Hu Shen, Le Zhang, Krylov Sergey, Dovichi Norman J
Department of Chemistry, University of Washington, Seattle, Washington 98195, USA.
Anal Chem. 2003 Jul 15;75(14):3495-501. doi: 10.1021/ac034153r.
Study of cell cycle-dependent protein expression is important in oncology, stem cell research, and developmental biology. In this paper, we report the first protein fingerprint from a single cell with known phase in the cell cycle. To determine that phase, we treated HT-29 colon cancer cells with Hoescht 33342, a vital nuclear stain. A microscope was used to measure the fluorescence intensity from one treated cell; in this form of image cytometry, the fluorescence intensity is proportional to the cell's DNA content, which varies in a predictable fashion during the cell cycle. To generate the protein fingerprint, the cell was aspirated into the separation capillary and lysed. Proteins were fluorescently labeled with 3-(2-furoylquinoline-2-carboxaldehyde, separated by capillary sieving electrophoresis, and detected by laser-induced fluorescence. This form of electrophoresis is the capillary version of SDS-PAGE. The single-cell electropherogram partially resolved approximately 25 components in a 30-min separation, and the dynamic range of the detector exceeded 5000. There was a large cell-to-cell variation in protein expression, averaging 40% relative standard deviation across the electropherogram. The dominant source of variation was the phase of the cell in the cell cycle; on average, approximately 60% of the cell-to-cell variance in protein expression was associated with the cell cycle. Cells in the G1 and G2/M phases of the cell cycle had 27 and 21% relative standard deviations in protein expression, respectively. Cells in the G2/M phase generated signals that were twice the amplitude of the signals generated by G1 phase cells, as expected for cells that are soon to divide into two daughter cells. When electropherograms were normalized to total protein content, the expression of only one component was dependent on cell cycle at the 99% confidence limit. That protein is tentatively identified as cytokeratin 18 in a companion paper.

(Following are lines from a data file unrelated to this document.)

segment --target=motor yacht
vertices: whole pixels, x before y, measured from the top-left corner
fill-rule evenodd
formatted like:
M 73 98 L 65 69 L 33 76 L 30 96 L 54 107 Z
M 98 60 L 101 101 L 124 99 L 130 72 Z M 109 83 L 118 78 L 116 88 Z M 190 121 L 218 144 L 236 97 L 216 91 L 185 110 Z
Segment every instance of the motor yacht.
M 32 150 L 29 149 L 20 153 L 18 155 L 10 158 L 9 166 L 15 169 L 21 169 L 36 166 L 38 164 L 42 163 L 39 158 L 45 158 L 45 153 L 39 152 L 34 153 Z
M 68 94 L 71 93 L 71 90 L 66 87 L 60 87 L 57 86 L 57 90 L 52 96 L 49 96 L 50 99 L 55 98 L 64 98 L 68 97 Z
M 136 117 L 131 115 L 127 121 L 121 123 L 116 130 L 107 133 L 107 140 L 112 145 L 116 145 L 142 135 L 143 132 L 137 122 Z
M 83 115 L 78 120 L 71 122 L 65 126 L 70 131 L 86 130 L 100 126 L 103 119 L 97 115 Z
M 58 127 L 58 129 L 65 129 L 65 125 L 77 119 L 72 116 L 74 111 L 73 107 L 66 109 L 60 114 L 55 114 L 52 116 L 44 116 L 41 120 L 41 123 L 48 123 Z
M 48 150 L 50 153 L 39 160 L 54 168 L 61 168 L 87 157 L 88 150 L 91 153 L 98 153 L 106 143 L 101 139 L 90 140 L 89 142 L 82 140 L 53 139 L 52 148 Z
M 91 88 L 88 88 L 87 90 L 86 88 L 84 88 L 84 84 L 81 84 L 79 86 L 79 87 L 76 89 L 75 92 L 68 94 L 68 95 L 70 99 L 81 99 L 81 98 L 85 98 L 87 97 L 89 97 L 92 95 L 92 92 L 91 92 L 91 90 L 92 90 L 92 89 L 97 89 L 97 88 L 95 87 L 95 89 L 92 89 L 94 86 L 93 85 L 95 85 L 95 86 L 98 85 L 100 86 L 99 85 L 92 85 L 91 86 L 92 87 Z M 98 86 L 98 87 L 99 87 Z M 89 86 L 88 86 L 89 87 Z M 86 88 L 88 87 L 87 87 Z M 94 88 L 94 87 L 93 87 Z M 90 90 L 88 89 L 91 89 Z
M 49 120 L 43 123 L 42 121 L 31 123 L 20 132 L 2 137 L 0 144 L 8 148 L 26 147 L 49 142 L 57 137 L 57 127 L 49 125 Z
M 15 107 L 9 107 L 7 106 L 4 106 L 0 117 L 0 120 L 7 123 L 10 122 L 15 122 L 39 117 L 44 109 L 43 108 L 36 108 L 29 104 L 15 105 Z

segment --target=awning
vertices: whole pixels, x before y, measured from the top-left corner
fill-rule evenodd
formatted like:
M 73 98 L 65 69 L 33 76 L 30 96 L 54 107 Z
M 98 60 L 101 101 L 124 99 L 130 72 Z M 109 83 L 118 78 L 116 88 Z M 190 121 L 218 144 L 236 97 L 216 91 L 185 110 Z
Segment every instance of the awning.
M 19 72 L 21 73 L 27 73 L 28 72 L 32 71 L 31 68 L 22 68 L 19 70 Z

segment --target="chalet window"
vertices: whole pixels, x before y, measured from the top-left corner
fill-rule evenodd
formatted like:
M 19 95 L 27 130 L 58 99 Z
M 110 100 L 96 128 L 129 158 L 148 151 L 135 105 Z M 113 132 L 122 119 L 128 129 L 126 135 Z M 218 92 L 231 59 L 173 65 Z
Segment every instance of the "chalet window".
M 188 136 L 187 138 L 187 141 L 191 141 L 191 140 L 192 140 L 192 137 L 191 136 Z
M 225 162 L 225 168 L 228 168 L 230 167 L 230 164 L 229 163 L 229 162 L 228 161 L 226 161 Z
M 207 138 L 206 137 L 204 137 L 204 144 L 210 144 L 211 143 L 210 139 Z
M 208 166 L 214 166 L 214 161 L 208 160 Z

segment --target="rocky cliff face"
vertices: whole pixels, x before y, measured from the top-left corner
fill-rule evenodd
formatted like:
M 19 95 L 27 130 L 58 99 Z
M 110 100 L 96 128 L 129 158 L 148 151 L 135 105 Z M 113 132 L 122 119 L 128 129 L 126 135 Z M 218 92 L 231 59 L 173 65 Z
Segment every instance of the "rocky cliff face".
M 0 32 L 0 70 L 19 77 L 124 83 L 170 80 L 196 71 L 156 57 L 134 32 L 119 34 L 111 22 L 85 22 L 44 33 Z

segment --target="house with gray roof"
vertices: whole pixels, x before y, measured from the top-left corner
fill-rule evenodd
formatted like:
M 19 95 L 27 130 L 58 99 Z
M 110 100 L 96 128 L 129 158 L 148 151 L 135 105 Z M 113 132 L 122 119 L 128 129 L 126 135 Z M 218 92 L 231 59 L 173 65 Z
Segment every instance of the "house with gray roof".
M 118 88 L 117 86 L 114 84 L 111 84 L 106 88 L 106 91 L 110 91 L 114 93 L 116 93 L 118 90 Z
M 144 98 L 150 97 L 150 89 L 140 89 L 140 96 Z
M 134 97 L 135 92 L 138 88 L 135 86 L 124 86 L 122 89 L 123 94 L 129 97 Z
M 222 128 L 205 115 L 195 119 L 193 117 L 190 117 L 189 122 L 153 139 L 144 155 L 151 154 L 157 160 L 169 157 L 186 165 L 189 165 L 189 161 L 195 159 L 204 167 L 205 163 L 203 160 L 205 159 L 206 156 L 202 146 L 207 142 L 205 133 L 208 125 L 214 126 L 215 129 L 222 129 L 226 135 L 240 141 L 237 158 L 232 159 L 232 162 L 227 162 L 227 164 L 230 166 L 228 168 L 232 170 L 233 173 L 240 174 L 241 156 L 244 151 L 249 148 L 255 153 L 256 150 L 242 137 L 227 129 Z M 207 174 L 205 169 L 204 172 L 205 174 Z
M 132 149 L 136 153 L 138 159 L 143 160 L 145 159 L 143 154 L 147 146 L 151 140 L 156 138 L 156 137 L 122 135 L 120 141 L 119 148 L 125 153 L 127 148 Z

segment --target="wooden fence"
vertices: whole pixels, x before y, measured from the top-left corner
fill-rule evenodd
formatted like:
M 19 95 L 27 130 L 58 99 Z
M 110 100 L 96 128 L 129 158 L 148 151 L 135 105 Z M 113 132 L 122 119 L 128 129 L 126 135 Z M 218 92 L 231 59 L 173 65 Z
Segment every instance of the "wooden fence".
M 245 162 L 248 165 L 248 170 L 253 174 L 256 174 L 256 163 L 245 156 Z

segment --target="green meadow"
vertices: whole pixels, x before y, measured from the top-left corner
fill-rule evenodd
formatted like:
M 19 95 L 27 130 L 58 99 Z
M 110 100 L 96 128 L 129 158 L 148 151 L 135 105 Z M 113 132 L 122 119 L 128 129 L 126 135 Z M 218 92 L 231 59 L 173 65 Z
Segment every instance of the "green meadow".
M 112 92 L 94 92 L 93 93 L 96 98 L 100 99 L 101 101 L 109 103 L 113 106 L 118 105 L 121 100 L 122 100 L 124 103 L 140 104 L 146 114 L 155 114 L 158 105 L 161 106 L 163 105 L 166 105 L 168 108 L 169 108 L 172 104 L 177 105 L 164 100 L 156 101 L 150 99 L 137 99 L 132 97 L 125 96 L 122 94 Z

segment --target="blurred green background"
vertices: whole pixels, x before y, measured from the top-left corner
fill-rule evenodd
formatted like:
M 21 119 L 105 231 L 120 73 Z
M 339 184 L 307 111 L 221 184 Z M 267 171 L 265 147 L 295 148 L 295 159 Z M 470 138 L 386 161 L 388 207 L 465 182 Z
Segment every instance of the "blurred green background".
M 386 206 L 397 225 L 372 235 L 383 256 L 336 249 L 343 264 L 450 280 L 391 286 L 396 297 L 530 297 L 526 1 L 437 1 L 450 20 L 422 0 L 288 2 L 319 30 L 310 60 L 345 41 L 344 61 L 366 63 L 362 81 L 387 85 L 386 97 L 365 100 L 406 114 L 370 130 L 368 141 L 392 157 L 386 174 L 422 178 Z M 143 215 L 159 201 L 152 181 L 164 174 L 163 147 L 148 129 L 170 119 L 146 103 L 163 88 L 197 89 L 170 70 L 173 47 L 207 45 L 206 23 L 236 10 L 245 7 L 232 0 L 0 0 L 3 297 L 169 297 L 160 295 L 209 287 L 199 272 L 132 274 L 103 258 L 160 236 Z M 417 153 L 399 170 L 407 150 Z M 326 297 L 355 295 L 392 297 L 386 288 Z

细胞周期依赖性蛋白表达的研究在肿瘤学、干细胞研究和发育生物学中具有重要意义。在本文中,我们报告了来自细胞周期中已知阶段的单个细胞的首个蛋白质指纹图谱。为了确定该阶段,我们用活细胞核染料Hoechst 33342处理HT - 29结肠癌细胞。使用显微镜测量一个处理过的细胞的荧光强度;在这种形式的图像细胞术里,荧光强度与细胞的DNA含量成正比,而DNA含量在细胞周期中以可预测的方式变化。为了生成蛋白质指纹图谱,将细胞吸入分离毛细管并裂解。蛋白质用3 -(2 - 呋喃甲酰喹啉 - 2 - 甲醛)进行荧光标记,通过毛细管筛分电泳分离,并通过激光诱导荧光检测。这种电泳形式是SDS - PAGE的毛细管版本。单细胞电泳图谱在30分钟的分离过程中部分解析了大约25个组分,检测器的动态范围超过5000。蛋白质表达存在较大的细胞间差异,整个电泳图谱的相对标准偏差平均为40%。变异的主要来源是细胞在细胞周期中的阶段;平均而言,蛋白质表达中约60%的细胞间差异与细胞周期有关。处于细胞周期G1和G2/M期的细胞蛋白质表达的相对标准偏差分别为27%和21%。如预期即将分裂为两个子细胞的细胞那样,处于G2/M期的细胞产生的信号幅度是处于G1期细胞产生信号的两倍。当将电泳图谱归一化为总蛋白含量时,在99%置信限下只有一种组分的表达依赖于细胞周期。在一篇配套论文中,该蛋白质暂被鉴定为细胞角蛋白18。